Mortgage rates were on the rise in the week ending 18th April. 30-year fixed rates rose by 5 basis points following on from a 4 basis point rise from the previous week. The 5 basis point rise took 30-year rates to 4.17% according to figures released by Freddie Mac.
Following the weekly uptick, 30-year fixed rates stood 30 basis points below levels from 12-months ago.
More significantly, 30-year fixed rates have fallen by 77 basis points since last November’s most recent peak of 4.94%.
Economic Data from the Week
Economic data released through the last week included NY Empire State Manufacturing Index, industrial production figures and trade data through to Wednesday.
While manufacturing sector activity was on the rise in NY State in April, industrial production unexpectedly hit reverse in March.

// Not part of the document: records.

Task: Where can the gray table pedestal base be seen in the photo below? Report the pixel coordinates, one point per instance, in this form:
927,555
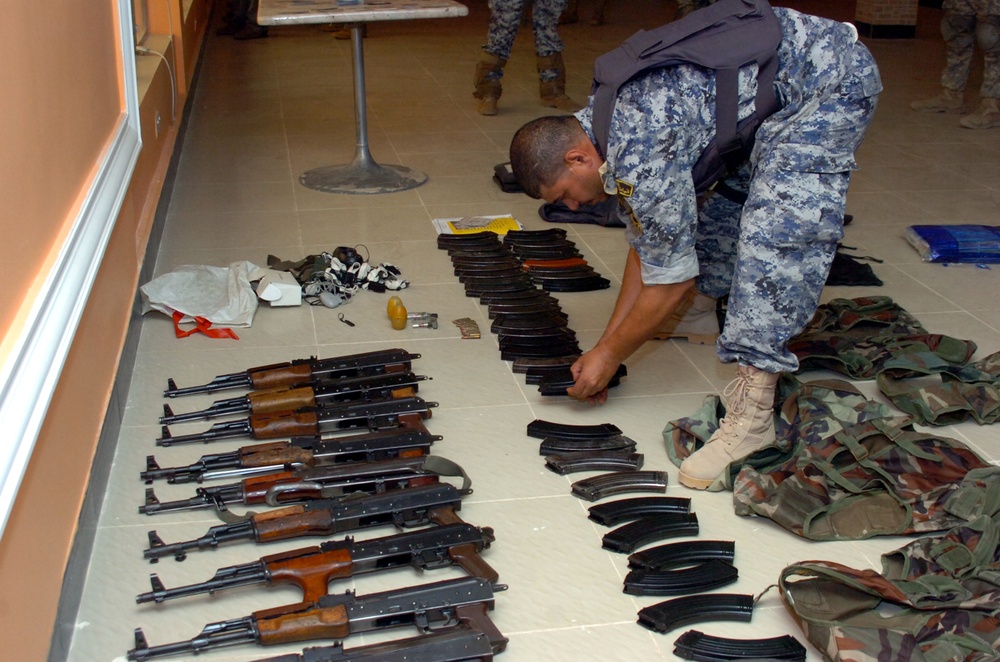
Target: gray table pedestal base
362,178
363,174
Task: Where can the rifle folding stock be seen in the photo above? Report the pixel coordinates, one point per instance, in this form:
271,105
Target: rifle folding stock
320,392
427,607
455,644
302,484
374,415
313,568
406,508
411,440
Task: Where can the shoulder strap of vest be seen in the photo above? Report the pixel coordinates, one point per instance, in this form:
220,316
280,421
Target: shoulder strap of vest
723,36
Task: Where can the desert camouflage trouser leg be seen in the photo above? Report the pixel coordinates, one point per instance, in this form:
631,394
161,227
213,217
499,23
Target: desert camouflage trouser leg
773,257
963,30
505,18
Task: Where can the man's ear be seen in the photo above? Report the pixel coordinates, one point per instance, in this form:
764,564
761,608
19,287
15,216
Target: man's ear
579,156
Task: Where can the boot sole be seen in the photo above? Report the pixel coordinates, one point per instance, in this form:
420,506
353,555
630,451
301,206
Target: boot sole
694,483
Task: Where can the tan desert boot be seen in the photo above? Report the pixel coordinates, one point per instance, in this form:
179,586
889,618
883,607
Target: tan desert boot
987,116
949,101
747,427
488,87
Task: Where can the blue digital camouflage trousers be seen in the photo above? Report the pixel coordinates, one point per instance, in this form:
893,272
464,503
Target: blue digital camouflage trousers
966,24
505,18
772,255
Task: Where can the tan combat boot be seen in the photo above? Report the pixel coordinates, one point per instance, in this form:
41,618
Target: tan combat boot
949,101
747,427
488,88
570,14
986,116
694,319
553,92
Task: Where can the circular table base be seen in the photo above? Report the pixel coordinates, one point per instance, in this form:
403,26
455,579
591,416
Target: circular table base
362,178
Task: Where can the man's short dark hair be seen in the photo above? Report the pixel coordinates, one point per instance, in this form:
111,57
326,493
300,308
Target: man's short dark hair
538,150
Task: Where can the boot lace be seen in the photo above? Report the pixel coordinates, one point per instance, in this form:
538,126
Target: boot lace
735,398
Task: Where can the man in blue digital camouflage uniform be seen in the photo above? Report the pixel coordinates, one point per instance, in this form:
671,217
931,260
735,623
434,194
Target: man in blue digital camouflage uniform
771,255
505,18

On the trade front, the U.S trade deficit narrowed from $51.10bn to $49.40bn in February, driven by a pickup in exports.
While the stats provided some direction to U.S Treasury yields, earnings results and economic data out of China was of greater influence.
Concerns over China’s economic outlook eased on Wednesday. Year-on-year, the economy grew by 6.4%, which was at the same pace as in the 4th quarter. Forecasts were for the economy to grow by 6.3%. Whilst growth slowed from 1.5% to 1.4% quarter-on-quarter, industrial production and retail sales impressed. At the end of the quarter, industrial production surged by 8.5%, with retail sales up by 8.7%.
While the economy did see slower growth compared with the previous quarter, progress on trade talks between the U.S and China raised expectations of a near-term rebound.
The better than forecasted data offset the negative market reaction to disappointing earnings results from, both Goldman Sachs and Citigroup in the week.
Freddie Mac Rates
The weekly average rates for new mortgages as of 18th April were quoted by Freddie Mac to be:
- 30-year fixed rates rose 5 basis points to 4.17% in the week. Rates were down from 4.47% from a year ago. The average fee held steady at 0.5 points.
- 15-year fixed rates also rose by 2 basis points to 3.62% in the week. Rates were down from 3.94% from a year ago. The average fee increased from 0.4 points to 0.5 points.
- 5-year fixed rates decreased by 2 basis points to 3.78% in the week. Rates increased by 11 basis points from last year’s 3.67%. The average fee remained fell from 0.4 points to 0.3 points.
According to Freddie Mac, in spite of a 3rd consecutive weekly rise in mortgage rates, purchase activity reached a 9-year high.
Mortgage Bankers’ Association Rates
For the week ending 12th April, rates were quoted to be:
- Average interest rates for 30-year fixed, backed by the FHA, increased from 4.42% to 4.43%. Points increased from 0.48 to 0.56 (incl. origination fee) for 80% LTV loans.
- Average interest rates for 30-year fixed with conforming loan balances increased from 4.40% to 4.44%. Points decreased from 0.47 to 0.42 (incl. origination fee) for 80% LTV loans.
- Average 30-year rates for jumbo loan balances increased from 4.28% to 4.33%. Points decreased from 0.28 to 0.23 (incl. origination fee) for 80% LTV loans.
Weekly figures released by the Mortgage Bankers Association showed that the Market Composite Index, which is a measure of mortgage loan application volume, declined by 3.5% in the week ending 12th April. The pullback came off the back of a 5.6% fall in the week ending 5th April.
The Refinance Index fell by 8% in the week ending 12th April. The slide came off the back of an 11% fall in the week ending 5th April.
The share of refinance mortgages fell from 44.1% to 41.5%, following a decrease from 47.4% to 44.1% in the week prior.
According to the MBA, the refinance mortgage applications and overall loan sizes hit reverse following the uptick in mortgage rates. In spite of the fall in refinance applications, purchase activity remained strong and rising slightly to reach its highest level since April 2010. Purchase activity was more than 7% higher than a year ago and up year-on-year for a 9th consecutive week.
For the week ahead
Economic data in the first half of the week is on the lighter side. Key stats through to Wednesday are limited to existing and new home sales that are due out on Monday and Tuesday respectively.
While the stats are unlikely to have a material influence on yields, any more news on trade talks will impact in the week.